Mais nous, qui savons mieux, nous ne donnerons pas au socialisme tout ce qui appartient uniquement aux Gandois, Sauvons César... Nous savons que le socialisme n'est pas si puissant : sur les 1.581.649 électeurs belges inscrits sur les listes de 1905-1906, il ne peut compter que sur un tiers, sur seulement 450 000 membres, moins encore que la moitié des électeurs ouvriers, qui sont au nombre de 916 980. Mais à Gand, ville industrielle, où l'on est têtu et obstiné, il a suffi qu'une nouvelle idée, prêchant la résistance et exigeant la ténacité, émerge pour trouver des adeptes et des apôtres.
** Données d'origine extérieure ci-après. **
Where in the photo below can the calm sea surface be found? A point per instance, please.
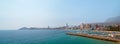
(44, 37)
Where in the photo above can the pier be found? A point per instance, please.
(94, 36)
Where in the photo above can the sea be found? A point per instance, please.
(45, 37)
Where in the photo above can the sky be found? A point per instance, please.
(15, 14)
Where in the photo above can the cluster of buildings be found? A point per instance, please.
(102, 26)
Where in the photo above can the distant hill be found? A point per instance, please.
(113, 20)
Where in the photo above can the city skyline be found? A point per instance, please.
(15, 14)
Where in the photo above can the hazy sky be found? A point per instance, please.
(41, 13)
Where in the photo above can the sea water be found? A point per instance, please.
(44, 37)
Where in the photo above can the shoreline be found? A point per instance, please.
(95, 37)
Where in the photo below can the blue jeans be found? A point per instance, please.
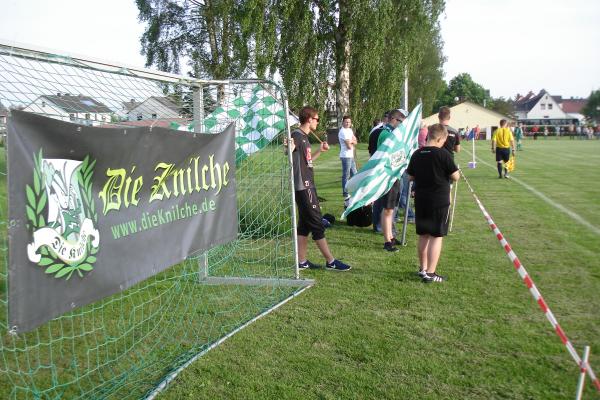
(404, 184)
(348, 171)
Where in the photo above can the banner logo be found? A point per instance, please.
(65, 238)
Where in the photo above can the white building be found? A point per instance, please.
(154, 107)
(74, 108)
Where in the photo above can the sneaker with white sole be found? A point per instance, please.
(430, 278)
(337, 265)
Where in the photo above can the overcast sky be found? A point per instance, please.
(508, 46)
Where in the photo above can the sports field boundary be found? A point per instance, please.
(533, 290)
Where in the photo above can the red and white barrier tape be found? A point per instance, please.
(534, 291)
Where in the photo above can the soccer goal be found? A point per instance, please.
(131, 336)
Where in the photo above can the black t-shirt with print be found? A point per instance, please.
(302, 162)
(452, 140)
(431, 167)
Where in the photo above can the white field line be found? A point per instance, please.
(542, 196)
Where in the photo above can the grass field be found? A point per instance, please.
(378, 332)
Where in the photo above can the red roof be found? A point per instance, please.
(573, 106)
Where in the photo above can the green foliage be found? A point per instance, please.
(592, 107)
(222, 38)
(315, 45)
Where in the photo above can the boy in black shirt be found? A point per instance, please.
(310, 219)
(432, 168)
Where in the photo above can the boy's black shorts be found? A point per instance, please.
(432, 220)
(390, 199)
(310, 219)
(502, 154)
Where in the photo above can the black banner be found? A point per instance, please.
(95, 210)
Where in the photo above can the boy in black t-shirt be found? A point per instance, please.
(310, 219)
(432, 169)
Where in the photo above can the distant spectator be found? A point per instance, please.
(535, 131)
(348, 141)
(452, 143)
(476, 131)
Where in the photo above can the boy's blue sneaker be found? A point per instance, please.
(308, 265)
(337, 265)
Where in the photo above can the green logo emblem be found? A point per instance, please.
(62, 216)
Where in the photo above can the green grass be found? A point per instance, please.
(378, 332)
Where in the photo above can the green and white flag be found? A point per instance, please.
(258, 115)
(387, 165)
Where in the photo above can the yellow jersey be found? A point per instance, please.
(502, 137)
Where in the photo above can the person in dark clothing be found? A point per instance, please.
(310, 219)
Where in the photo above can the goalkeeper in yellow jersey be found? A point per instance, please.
(503, 143)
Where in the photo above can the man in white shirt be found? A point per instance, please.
(347, 141)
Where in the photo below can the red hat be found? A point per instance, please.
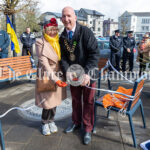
(52, 22)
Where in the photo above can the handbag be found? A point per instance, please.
(45, 85)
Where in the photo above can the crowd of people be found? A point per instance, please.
(129, 46)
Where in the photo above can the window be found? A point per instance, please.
(145, 21)
(145, 28)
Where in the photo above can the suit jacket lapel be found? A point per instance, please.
(49, 52)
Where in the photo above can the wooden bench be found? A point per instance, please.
(16, 67)
(131, 107)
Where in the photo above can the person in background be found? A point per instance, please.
(27, 39)
(115, 44)
(128, 51)
(144, 53)
(49, 56)
(4, 43)
(79, 46)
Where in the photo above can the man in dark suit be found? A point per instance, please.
(115, 46)
(79, 46)
(128, 53)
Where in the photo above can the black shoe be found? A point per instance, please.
(87, 138)
(72, 128)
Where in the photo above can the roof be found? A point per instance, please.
(140, 13)
(92, 12)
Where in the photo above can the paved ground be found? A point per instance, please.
(21, 134)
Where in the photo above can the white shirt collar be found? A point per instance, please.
(73, 30)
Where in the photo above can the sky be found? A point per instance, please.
(110, 8)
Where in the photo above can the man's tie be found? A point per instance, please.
(70, 35)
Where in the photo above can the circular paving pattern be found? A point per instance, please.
(34, 114)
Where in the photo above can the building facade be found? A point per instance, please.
(139, 22)
(109, 26)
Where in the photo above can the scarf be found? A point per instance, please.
(54, 42)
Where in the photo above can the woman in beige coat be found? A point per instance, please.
(49, 55)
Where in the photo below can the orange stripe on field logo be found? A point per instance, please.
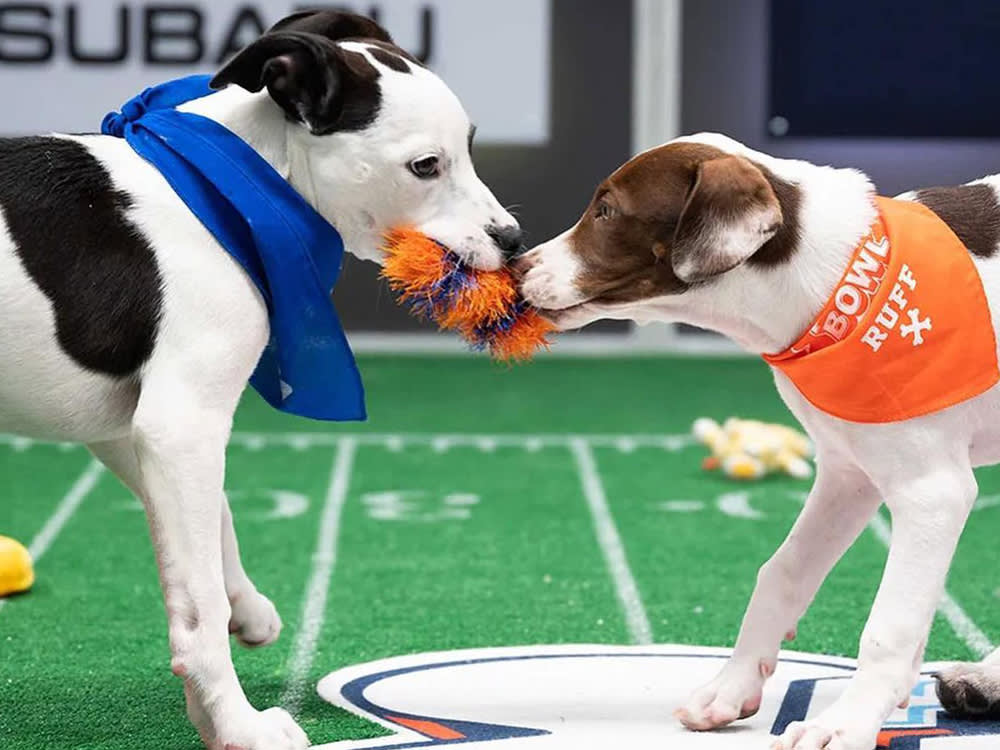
(428, 728)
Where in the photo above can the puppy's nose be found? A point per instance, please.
(509, 239)
(524, 263)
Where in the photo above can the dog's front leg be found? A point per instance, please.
(254, 621)
(842, 501)
(181, 457)
(928, 516)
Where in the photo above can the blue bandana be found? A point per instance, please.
(291, 252)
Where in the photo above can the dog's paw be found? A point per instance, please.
(970, 691)
(836, 729)
(273, 729)
(734, 694)
(254, 621)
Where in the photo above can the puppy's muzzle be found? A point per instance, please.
(509, 239)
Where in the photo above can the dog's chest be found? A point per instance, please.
(102, 271)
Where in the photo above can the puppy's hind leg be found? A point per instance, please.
(972, 690)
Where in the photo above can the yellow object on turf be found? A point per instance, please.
(16, 571)
(746, 449)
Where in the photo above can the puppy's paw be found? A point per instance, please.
(735, 694)
(273, 729)
(970, 691)
(255, 621)
(842, 727)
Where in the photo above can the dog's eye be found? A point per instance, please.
(426, 167)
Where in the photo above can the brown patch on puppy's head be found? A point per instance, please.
(677, 216)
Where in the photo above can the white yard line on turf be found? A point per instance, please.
(611, 544)
(324, 560)
(445, 441)
(963, 625)
(64, 511)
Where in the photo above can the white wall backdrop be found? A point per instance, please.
(64, 64)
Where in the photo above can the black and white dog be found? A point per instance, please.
(127, 327)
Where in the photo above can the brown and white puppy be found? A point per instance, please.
(706, 231)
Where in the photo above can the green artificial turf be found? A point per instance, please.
(83, 658)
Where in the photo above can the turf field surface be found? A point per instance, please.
(480, 506)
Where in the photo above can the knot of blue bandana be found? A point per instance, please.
(291, 253)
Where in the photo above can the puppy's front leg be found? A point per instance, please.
(928, 516)
(838, 508)
(181, 458)
(254, 621)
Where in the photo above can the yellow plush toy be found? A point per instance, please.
(16, 573)
(747, 449)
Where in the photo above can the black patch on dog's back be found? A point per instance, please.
(74, 239)
(972, 212)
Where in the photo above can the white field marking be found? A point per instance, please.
(442, 441)
(77, 493)
(737, 505)
(951, 610)
(681, 506)
(324, 560)
(611, 544)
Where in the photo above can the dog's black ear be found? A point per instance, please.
(315, 81)
(334, 25)
(730, 211)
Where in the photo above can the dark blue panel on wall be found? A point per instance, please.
(920, 68)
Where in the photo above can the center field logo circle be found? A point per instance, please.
(572, 697)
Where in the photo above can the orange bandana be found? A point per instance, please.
(908, 331)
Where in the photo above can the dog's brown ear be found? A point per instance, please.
(730, 212)
(334, 25)
(315, 81)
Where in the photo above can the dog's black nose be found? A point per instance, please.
(509, 239)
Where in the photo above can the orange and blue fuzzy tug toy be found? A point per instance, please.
(16, 572)
(482, 306)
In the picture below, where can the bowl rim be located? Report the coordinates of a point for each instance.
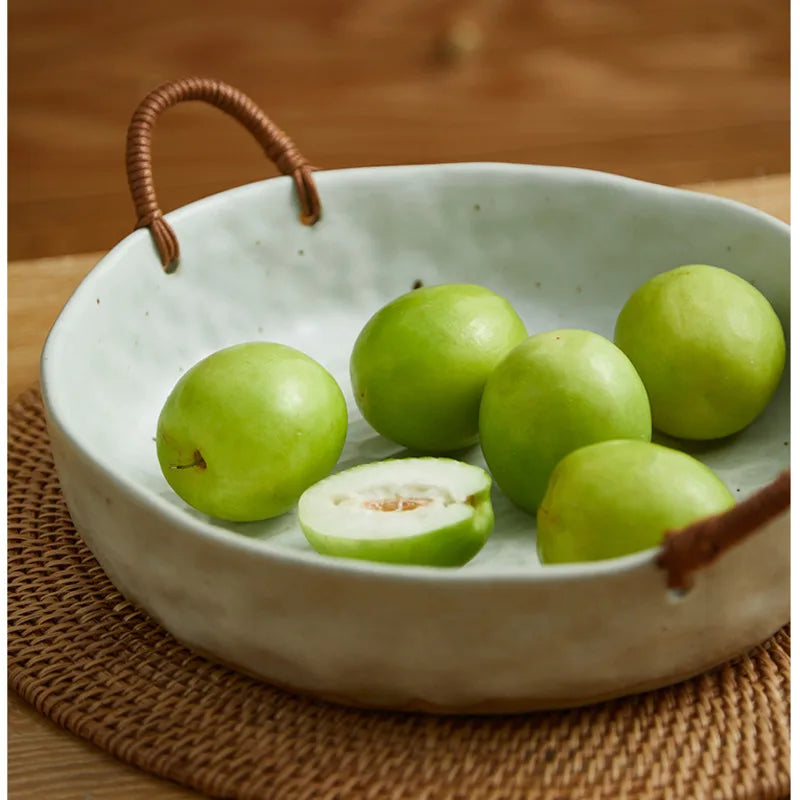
(218, 534)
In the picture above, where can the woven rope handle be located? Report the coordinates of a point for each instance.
(138, 160)
(699, 544)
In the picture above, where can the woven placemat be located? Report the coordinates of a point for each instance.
(95, 664)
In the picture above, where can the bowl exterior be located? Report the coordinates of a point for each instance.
(411, 643)
(501, 634)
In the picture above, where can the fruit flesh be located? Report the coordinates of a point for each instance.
(426, 511)
(619, 497)
(420, 363)
(248, 429)
(555, 392)
(709, 347)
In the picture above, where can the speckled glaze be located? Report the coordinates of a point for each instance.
(503, 633)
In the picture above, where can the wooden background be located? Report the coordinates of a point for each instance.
(674, 91)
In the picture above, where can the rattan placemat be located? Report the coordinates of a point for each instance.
(93, 663)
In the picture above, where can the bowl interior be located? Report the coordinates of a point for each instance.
(565, 246)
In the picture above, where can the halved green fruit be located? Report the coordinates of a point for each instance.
(425, 511)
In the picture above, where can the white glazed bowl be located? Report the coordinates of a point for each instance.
(503, 633)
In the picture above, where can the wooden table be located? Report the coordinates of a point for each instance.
(43, 760)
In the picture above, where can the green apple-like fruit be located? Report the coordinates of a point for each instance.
(553, 393)
(248, 429)
(420, 364)
(426, 511)
(709, 347)
(615, 498)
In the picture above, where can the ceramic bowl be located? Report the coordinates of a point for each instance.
(503, 633)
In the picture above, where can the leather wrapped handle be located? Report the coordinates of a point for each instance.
(701, 543)
(682, 551)
(138, 160)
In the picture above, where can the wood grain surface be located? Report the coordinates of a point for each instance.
(43, 760)
(673, 91)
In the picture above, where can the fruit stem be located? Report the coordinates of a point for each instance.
(198, 462)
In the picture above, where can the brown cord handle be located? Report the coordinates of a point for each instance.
(699, 544)
(138, 161)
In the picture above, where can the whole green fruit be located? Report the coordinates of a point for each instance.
(553, 393)
(248, 429)
(618, 497)
(420, 364)
(709, 347)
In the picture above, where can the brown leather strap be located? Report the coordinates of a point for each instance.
(277, 145)
(686, 550)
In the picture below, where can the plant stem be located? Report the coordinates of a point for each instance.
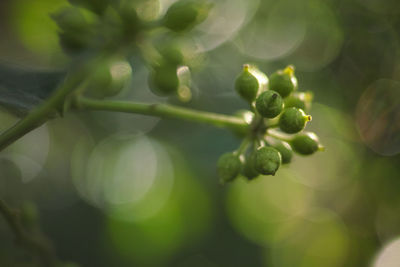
(42, 113)
(163, 111)
(37, 244)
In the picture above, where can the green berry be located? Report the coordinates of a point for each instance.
(293, 120)
(267, 160)
(305, 143)
(108, 78)
(249, 171)
(246, 84)
(171, 54)
(269, 104)
(301, 100)
(164, 80)
(73, 43)
(228, 166)
(185, 14)
(285, 150)
(283, 81)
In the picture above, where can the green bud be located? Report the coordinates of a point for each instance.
(306, 143)
(228, 167)
(108, 78)
(285, 150)
(249, 171)
(293, 120)
(267, 160)
(171, 54)
(247, 85)
(283, 81)
(163, 80)
(269, 104)
(185, 14)
(301, 100)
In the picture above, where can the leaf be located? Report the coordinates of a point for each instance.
(21, 89)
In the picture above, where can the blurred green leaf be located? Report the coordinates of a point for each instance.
(21, 90)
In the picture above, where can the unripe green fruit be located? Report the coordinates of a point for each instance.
(285, 150)
(293, 120)
(171, 54)
(269, 104)
(246, 84)
(305, 143)
(301, 100)
(228, 167)
(184, 15)
(163, 80)
(283, 81)
(267, 160)
(108, 78)
(249, 171)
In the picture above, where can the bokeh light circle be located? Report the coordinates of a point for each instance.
(276, 34)
(123, 173)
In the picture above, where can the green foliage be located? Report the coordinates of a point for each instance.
(306, 143)
(183, 15)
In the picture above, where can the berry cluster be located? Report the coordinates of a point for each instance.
(110, 30)
(275, 103)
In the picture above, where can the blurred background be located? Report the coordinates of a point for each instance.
(130, 190)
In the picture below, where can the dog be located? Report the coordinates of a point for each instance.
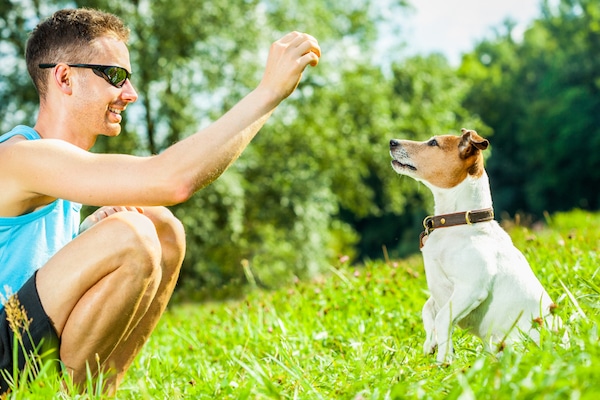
(477, 279)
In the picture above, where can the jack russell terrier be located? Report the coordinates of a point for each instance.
(477, 279)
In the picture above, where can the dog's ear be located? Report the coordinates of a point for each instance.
(471, 143)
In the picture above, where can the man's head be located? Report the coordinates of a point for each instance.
(68, 36)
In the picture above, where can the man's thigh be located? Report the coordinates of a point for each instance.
(90, 257)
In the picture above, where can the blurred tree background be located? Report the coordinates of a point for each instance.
(316, 183)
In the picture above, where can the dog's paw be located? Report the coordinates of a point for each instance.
(429, 347)
(445, 354)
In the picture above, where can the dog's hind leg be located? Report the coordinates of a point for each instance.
(428, 314)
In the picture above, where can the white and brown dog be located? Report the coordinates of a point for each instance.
(477, 279)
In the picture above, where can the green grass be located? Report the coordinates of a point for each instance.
(356, 333)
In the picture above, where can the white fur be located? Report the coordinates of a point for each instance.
(476, 277)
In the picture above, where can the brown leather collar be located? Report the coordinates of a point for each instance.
(446, 220)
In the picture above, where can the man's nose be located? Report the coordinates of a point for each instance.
(129, 94)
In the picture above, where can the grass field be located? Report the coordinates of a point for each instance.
(356, 333)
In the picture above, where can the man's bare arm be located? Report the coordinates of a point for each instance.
(58, 169)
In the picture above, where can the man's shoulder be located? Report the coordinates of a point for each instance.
(20, 132)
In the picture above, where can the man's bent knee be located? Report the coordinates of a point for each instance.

L'essor de "Vooruit" est moins un triomphe socialiste qu'un phénomène de caractère gantois. "Vooruit" est puissant parce que le Gantois est récalcitrant à toute discipline autre que la sienne, veut être son propre patron et peut l'être.
C'est pourquoi "Vooruit" a célébré au milieu et à travers les fêtes nationales ; tandis qu'à Anvers les écoliers chantaient la Brabançonne, beaucoup de ceux de Gand chantaient la Marseillaise ; et tandis que la voix d'Anseele tonnait sur le Vrijdagmarkt, le roi Léopold, en véritable Bruxellois de l'ancienne école, assistait à un concours de boules festif ; et il refusait le verre de champagne qui lui était offert, mais buvait avec délice un verre frais de lambic national, après avoir trinqué avec monsieur le maire et avoir dit "santé".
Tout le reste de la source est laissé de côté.